Dimanche, il restait 100 jours avant l’élection présidentielle américaine. Les deux partis capitalistes sont en crise et en désarroi, et réagissent tous deux en se concentrant à nouveau sur leurs priorités centrales et les plus réactionnaires. Dans le cas des Démocrates, cela signifie la guerre impérialiste, en particulier en Ukraine. Dans le cas des Républicains, cela signifie redoubler les menaces fascistes d’une dictature Trump.
La vice-présidente Kamala Harris a obtenu le soutien de tout l’establishment du Parti démocrate depuis que le président Biden a annoncé, le 21 juillet, qu’il se retirait de la campagne électorale. Annonce intervenue moins d’un mois avant la Convention nationale démocrate, qui s’ouvrira le 19 août à Chicago.
Le dernier démocrate de premier plan à avoir apporté son soutien est le sénateur Bernie Sanders, qui s’est exprimé samedi lors d’un rassemblement à Portland, dans le Maine. Sa déclaration est intervenue 24 heures après que l’ex-président Barack Obama et son épouse Michelle aient déclaré leur soutien à Harris lors d’un appel téléphonique mis en scène pour les réseaux sociaux.
La campagne présidentielle de Harris, qui vient d’être lancée, s’est avérée un succès financier immédiat, engrangeant plus de 200 millions de dollars de contributions de campagne, dont une grande partie provient de grands donateurs. Ceux-ci avaient retenu leurs contributions le mois précédent après la performance désastreuse de Biden lors d’un débat présidentiel avec Trump, le 27 juin.
Les démocrates du Sénat et de la Chambre ont revendiqué des gains massifs dans la collecte de fonds suite à la glorification médiatique de Harris et à l’«enthousiasme» fabriqué parmi les militants du Parti démocrate pour le remplacement d’un Biden âgé de 81 ans, dont la candidature était largement considérée sans espoir depuis ce débat funeste et sénile.
Le Comité sénatorial de campagne démocrate récoltait un million de dollars par jour, s’est vanté son président, le sénateur du Michigan Gary Peters. Le Comité de campagne démocrate du Congrès a connu sa meilleure journée de l’année dans les 24 heures qui a suivi le retrait de Joe Biden, récoltant près d’un million de dollars.
Harris a fait une série de déplacements électoraux durant le week-end, cherchant surtout à tirer parti de la glorification médiatique de son identité raciale et de genre. Si elle était élue, elle serait la première femme afro-américaine et la première personne d’origine asiatique à entrer à la Maison-Blanche. Elle a ensuite confié plusieurs jours la campagne publique à des collaborateurs, tandis qu’elle et ses principaux conseillers se réunissaient à huis clos pour discuter des choix possibles pour la vice-présidence.

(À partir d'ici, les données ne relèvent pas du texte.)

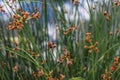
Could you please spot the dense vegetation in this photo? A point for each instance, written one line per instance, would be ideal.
(82, 49)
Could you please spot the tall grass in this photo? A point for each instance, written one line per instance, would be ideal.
(83, 50)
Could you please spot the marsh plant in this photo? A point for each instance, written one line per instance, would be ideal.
(81, 50)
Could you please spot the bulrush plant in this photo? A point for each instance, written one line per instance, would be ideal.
(81, 50)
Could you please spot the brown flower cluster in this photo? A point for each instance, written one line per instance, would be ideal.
(19, 19)
(107, 16)
(38, 73)
(116, 64)
(93, 47)
(70, 30)
(66, 57)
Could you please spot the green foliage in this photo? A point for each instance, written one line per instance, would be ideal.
(84, 50)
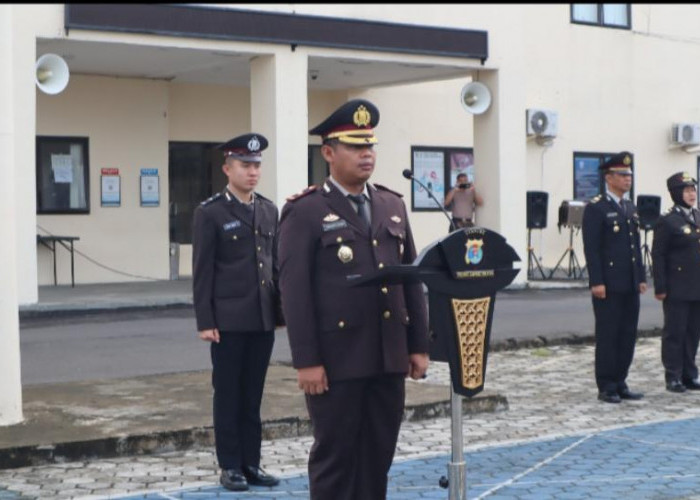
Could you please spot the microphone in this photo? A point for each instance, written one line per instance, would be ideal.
(409, 175)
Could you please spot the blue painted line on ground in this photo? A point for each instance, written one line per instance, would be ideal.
(648, 461)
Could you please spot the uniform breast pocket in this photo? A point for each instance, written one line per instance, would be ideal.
(398, 236)
(338, 247)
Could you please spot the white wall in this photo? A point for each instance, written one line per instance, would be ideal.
(126, 122)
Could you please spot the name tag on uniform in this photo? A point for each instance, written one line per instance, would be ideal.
(338, 224)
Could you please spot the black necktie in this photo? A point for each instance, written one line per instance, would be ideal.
(360, 200)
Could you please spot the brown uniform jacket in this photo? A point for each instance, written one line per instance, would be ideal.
(234, 265)
(352, 331)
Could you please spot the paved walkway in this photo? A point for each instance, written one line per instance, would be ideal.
(555, 441)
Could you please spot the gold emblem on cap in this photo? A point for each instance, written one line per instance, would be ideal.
(253, 144)
(345, 254)
(362, 117)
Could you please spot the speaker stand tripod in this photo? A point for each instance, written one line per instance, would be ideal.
(574, 266)
(532, 260)
(646, 255)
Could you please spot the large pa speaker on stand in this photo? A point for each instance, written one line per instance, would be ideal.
(536, 219)
(649, 210)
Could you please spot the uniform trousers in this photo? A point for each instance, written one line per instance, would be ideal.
(679, 343)
(356, 426)
(616, 319)
(239, 362)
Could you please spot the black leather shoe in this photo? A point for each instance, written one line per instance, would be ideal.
(233, 479)
(258, 477)
(627, 394)
(609, 397)
(693, 385)
(675, 386)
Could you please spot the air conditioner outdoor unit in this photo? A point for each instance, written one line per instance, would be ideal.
(686, 133)
(542, 122)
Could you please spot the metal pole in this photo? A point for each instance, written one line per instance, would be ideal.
(457, 468)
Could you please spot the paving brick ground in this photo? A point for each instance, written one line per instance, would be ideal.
(555, 441)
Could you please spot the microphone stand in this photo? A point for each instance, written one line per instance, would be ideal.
(409, 175)
(456, 479)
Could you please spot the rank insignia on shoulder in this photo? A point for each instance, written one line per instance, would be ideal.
(384, 188)
(303, 193)
(210, 199)
(331, 218)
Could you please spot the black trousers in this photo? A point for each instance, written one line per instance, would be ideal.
(679, 343)
(616, 319)
(239, 364)
(356, 426)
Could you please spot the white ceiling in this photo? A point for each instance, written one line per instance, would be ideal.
(185, 65)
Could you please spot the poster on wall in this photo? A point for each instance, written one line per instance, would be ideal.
(111, 193)
(150, 187)
(461, 162)
(429, 169)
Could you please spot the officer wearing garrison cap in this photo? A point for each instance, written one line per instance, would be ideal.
(616, 277)
(676, 264)
(237, 306)
(352, 346)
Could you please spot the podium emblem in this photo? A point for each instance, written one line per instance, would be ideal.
(474, 252)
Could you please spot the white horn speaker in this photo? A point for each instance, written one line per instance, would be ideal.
(475, 97)
(51, 73)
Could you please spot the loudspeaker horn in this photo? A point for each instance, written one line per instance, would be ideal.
(51, 73)
(475, 97)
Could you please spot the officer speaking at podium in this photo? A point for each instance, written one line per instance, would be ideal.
(616, 277)
(352, 346)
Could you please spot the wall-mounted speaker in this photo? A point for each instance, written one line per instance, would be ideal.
(537, 209)
(649, 209)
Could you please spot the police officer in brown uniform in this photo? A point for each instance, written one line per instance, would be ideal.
(616, 277)
(352, 346)
(676, 263)
(236, 301)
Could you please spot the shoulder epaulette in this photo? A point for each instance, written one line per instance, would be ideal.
(258, 195)
(303, 193)
(384, 188)
(211, 199)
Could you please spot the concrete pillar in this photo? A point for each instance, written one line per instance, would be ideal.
(10, 375)
(500, 162)
(24, 124)
(279, 110)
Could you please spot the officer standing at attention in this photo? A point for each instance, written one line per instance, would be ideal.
(616, 277)
(676, 264)
(352, 346)
(236, 303)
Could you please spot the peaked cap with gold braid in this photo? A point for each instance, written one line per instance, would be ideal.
(352, 123)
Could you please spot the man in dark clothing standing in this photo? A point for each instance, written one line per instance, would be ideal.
(352, 346)
(236, 302)
(616, 277)
(676, 264)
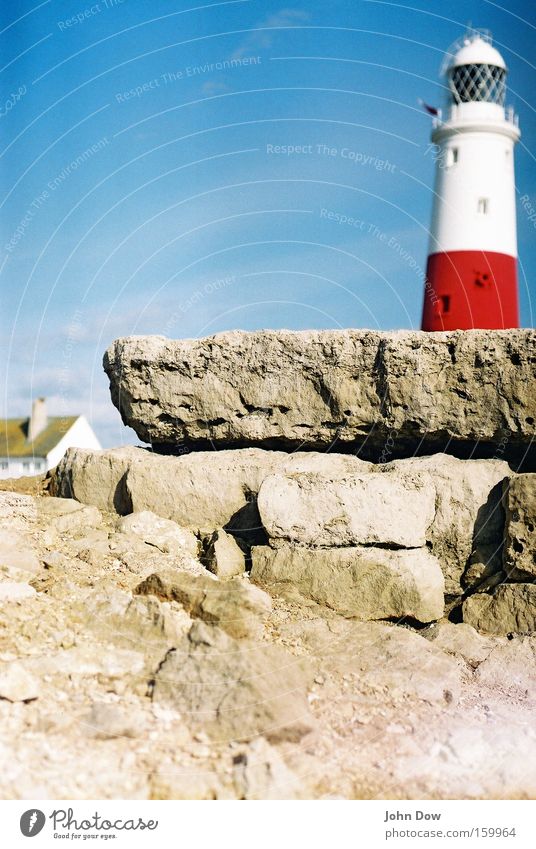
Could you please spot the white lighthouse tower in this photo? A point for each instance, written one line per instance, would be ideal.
(472, 261)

On a pu voir lundi quelles étaient les vraies priorités du gouvernement Biden-Harris quand le Pentagone a annoncé un nouveau paquet d’aide létale à l’Ukraine, d’un total de 1,7 milliard de dollars, principalement des missiles et des munitions pour des systèmes d’armes déjà fournis. Cela inclut des munitions supplémentaires pour le Système de missiles d'artillerie à haute mobilité (initiales anglaises HIMARS), une arme de moyenne portée que l’Ukraine utilise pour viser des cibles à l’intérieur de la Russie.
Quelque 1,5 milliard de dollars proviendront de l’Initiative d’assistance à la sécurité de l’Ukraine, qui fournit des fonds à l’Ukraine pour acheter les armes produites par les fabricants américains. Les 200 millions de dollars restants proviendront directement des stocks du Pentagone dans le cadre de l’Autorité présidentielle de retrait, notamment «des intercepteurs de défense aérienne, des munitions pour les systèmes de roquettes et l’artillerie, et des armes antichars».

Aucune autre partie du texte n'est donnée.